Well, xf86-video-intel 2.5.0 is out finally. About 3 weeks later than we would have liked, but at least we got most of the blockers (nearly all of them in fact) fixed and stabilized the 3D side of the release. As I mentioned in the release announcement this release includes lots of new code and puts us in a good position to really improve EXA and support kernel mode setting quickly.

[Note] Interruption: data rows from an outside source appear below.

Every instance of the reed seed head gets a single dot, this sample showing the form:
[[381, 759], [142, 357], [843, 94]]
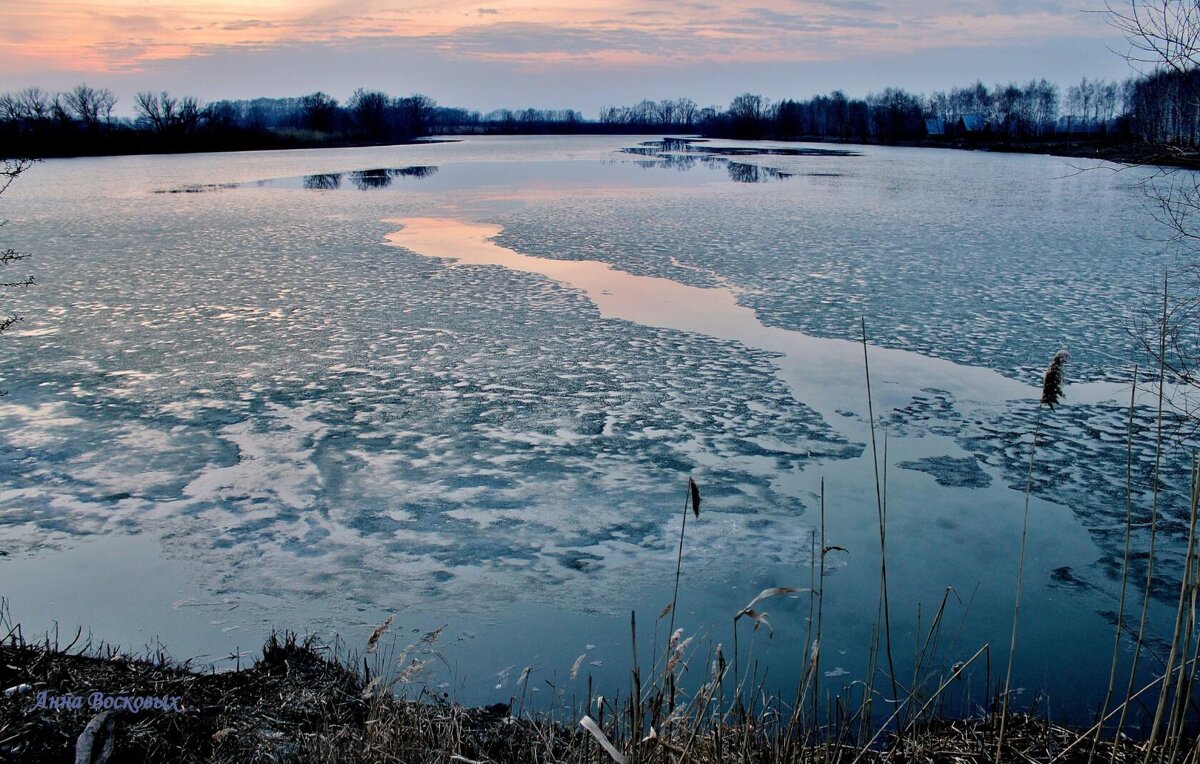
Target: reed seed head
[[1051, 384]]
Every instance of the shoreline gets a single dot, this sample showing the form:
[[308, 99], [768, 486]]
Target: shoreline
[[300, 702], [1133, 154]]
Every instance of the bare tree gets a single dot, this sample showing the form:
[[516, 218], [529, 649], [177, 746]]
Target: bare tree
[[10, 168], [168, 115], [1164, 37], [90, 106]]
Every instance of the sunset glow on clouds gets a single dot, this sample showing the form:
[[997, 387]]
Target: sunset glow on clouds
[[136, 40]]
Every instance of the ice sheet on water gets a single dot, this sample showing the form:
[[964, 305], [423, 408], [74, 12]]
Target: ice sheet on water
[[329, 414], [1080, 462]]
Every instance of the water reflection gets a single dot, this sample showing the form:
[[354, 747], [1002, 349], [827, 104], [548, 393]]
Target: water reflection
[[369, 179], [742, 173], [328, 181], [687, 154]]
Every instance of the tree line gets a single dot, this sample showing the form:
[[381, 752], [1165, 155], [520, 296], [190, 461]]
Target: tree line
[[1158, 108], [1037, 110]]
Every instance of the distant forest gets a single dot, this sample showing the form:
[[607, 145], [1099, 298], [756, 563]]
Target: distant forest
[[1161, 108]]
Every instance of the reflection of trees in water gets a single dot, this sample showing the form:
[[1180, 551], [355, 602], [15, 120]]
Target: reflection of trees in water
[[382, 178], [328, 181], [417, 170], [684, 155], [754, 174], [366, 180]]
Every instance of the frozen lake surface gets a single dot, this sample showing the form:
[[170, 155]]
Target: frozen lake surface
[[466, 384]]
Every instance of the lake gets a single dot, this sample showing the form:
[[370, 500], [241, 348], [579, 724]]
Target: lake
[[466, 384]]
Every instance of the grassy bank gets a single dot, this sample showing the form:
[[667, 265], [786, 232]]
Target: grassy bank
[[300, 703]]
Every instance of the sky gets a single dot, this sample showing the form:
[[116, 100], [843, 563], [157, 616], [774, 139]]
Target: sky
[[585, 54]]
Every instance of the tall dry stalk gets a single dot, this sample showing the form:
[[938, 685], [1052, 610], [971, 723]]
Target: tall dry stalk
[[690, 501], [1051, 392], [1125, 566], [1153, 515], [882, 517]]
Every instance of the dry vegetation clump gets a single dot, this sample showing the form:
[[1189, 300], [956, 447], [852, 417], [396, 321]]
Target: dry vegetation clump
[[264, 713], [297, 704]]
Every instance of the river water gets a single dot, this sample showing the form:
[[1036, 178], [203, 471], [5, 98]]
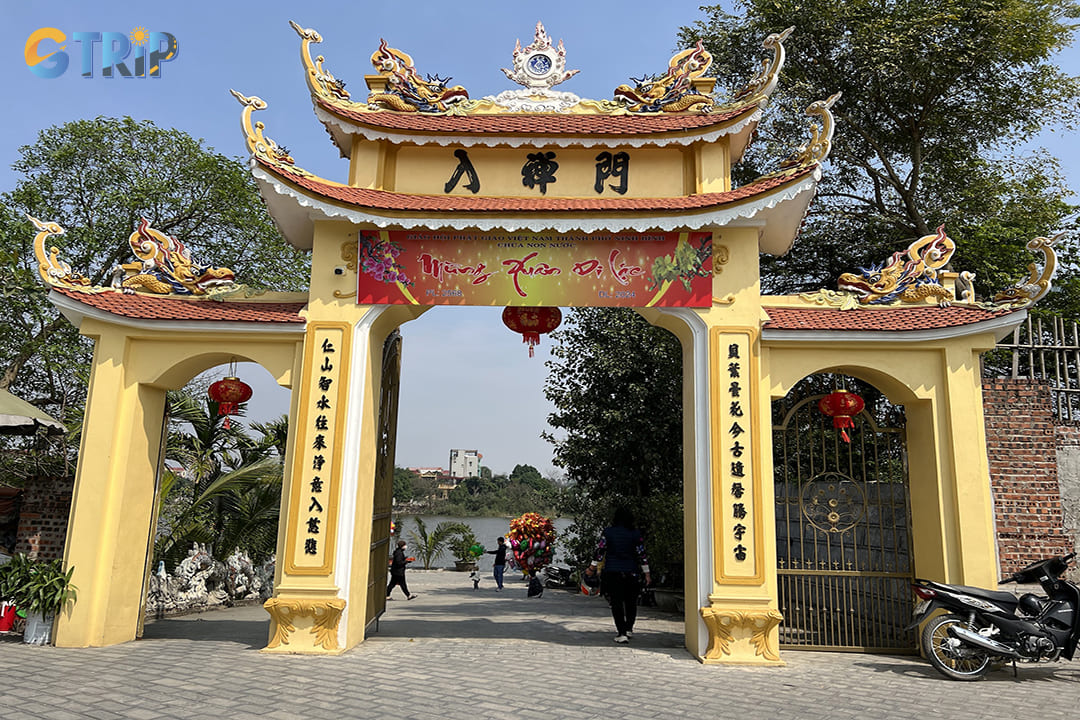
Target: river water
[[486, 529]]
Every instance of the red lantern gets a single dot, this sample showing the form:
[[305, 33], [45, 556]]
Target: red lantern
[[531, 322], [841, 406], [229, 393]]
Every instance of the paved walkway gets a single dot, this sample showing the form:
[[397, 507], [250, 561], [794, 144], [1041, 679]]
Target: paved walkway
[[458, 654]]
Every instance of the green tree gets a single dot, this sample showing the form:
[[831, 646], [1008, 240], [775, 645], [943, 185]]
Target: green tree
[[430, 544], [939, 100], [617, 386], [220, 487], [97, 178]]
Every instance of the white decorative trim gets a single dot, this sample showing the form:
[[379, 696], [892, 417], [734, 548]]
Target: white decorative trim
[[536, 139], [687, 220], [1000, 327], [702, 461], [76, 312], [350, 465], [539, 99]]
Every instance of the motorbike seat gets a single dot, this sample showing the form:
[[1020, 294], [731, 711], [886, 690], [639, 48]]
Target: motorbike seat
[[1000, 597]]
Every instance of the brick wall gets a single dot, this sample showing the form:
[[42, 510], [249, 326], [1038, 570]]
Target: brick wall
[[43, 517], [1022, 446]]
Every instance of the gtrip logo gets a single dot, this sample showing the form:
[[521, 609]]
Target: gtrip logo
[[135, 54]]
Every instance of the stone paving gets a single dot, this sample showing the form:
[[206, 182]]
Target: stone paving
[[462, 654]]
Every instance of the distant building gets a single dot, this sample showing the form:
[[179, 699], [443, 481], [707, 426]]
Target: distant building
[[464, 463], [441, 480]]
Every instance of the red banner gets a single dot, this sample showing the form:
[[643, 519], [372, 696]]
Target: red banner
[[630, 270]]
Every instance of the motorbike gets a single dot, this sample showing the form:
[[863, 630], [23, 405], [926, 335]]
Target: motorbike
[[556, 575], [982, 629]]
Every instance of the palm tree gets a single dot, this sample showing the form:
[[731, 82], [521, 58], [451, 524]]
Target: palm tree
[[429, 545], [220, 487]]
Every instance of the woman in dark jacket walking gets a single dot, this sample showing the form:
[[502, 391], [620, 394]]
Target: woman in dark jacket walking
[[622, 549], [397, 571]]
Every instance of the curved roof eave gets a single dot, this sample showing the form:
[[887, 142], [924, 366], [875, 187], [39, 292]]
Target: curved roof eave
[[77, 311], [739, 126], [780, 212], [1000, 325]]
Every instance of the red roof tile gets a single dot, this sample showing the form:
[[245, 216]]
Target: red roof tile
[[540, 123], [396, 201], [894, 320], [149, 307]]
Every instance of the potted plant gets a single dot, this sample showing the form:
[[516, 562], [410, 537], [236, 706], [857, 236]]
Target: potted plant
[[13, 574], [467, 549], [44, 591]]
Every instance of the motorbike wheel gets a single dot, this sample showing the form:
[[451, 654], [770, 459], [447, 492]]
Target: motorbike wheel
[[949, 656]]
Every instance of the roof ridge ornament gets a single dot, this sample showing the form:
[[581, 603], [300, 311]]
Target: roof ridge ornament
[[1038, 284], [909, 276], [260, 146], [164, 266], [321, 82], [539, 66], [765, 81], [676, 90], [405, 91], [53, 270], [815, 150]]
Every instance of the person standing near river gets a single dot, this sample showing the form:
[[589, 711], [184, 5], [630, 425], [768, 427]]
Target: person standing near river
[[622, 551], [500, 562], [397, 566]]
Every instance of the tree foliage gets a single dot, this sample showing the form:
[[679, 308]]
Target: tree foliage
[[937, 103], [617, 386], [429, 544], [97, 178], [220, 487]]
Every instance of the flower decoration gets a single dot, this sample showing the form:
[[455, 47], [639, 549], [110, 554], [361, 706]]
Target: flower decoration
[[531, 539], [379, 260]]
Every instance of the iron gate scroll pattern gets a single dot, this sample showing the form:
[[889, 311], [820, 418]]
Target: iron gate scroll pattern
[[383, 480], [842, 534]]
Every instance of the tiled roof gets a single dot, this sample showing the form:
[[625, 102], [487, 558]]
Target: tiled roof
[[553, 123], [895, 320], [396, 201], [149, 307]]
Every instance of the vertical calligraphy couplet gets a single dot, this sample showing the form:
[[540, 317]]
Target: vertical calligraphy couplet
[[316, 460], [736, 453]]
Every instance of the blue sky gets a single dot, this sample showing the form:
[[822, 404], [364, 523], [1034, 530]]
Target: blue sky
[[468, 382]]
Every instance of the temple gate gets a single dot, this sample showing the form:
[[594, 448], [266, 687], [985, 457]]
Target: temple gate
[[844, 549], [531, 198]]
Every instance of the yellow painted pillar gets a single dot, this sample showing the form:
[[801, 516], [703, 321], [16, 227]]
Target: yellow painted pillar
[[321, 582], [966, 473], [108, 530], [741, 615]]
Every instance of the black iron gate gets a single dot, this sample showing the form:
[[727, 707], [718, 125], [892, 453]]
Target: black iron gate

GTT mapping & pixmap management
One of the things that GEM enables is improved memory management in the 2D driver. In the past, the 2D driver statically allocated several chunks of memory for use by various GPU structures, 2D pixmaps, the front, back and depth buffers, and 3D textures. Needless to say this was fairly inflexible. With GEM in place, most of those static barriers have been eliminated, with the exception of the EXA offscreen pixmap area. Fortunately, EXA (and its close relative, UXA, which is also part of the 2.5.0 release) allow the driver to manage pixmaps if desired. So following the 2.5.0 release I started hacking on the driver to do its own pixmap management. In order to do this well, however, EXA’s PrepareAccess hook should map pixmaps through the GART using write combined access, since the alternative is to map the actual RAM backing store of the GEM object and flushing the CPU caches at FinishAccess (turns out this is fairly slow). This, in turn, means that the kernel needs to allow mapping of objects through the GTT aperture of the CPU’s address space. The patches to allow that are fairly complete at this point, and even include fence register allocation & setup for mapped objects. This should allow us to tile our offscreen pixmaps at some point (fairly soon on 965, and with a little more work on pre-965). As long as we don’t fall back to writing the objects with the CPU very often (thus putting pressure on the limited number of fence registers available and incurring page faults) this should be a performance win.
Kernel mode setting
All of the above is also required for kernel mode setting to work. In a KMS world, the kernel will be allocating a front buffer and will expect the 2D driver to use it for all memory management and fence register allocation. Now that I’ve got these pre-requisites working fairly well, I’ve been able to revisit the KMS code and fix it up in preparation for merging into 2.6.29. Yesterday I fixed merged the latest bits from the drm-next and drm-rawhide branches into the drm-rawhide-intel branch and got a root weave going with a slightly tweaked 2D driver. I should be able to post the required patches this week and get them cleaned up for merging (hopefully next week, assuming the GTT mapping stuff goes in).
And just when I thought I was done travelling for awhile… Turns out I have to spend a few days in London for top secret meetings (should be good actually but it would be nice to be home for a change).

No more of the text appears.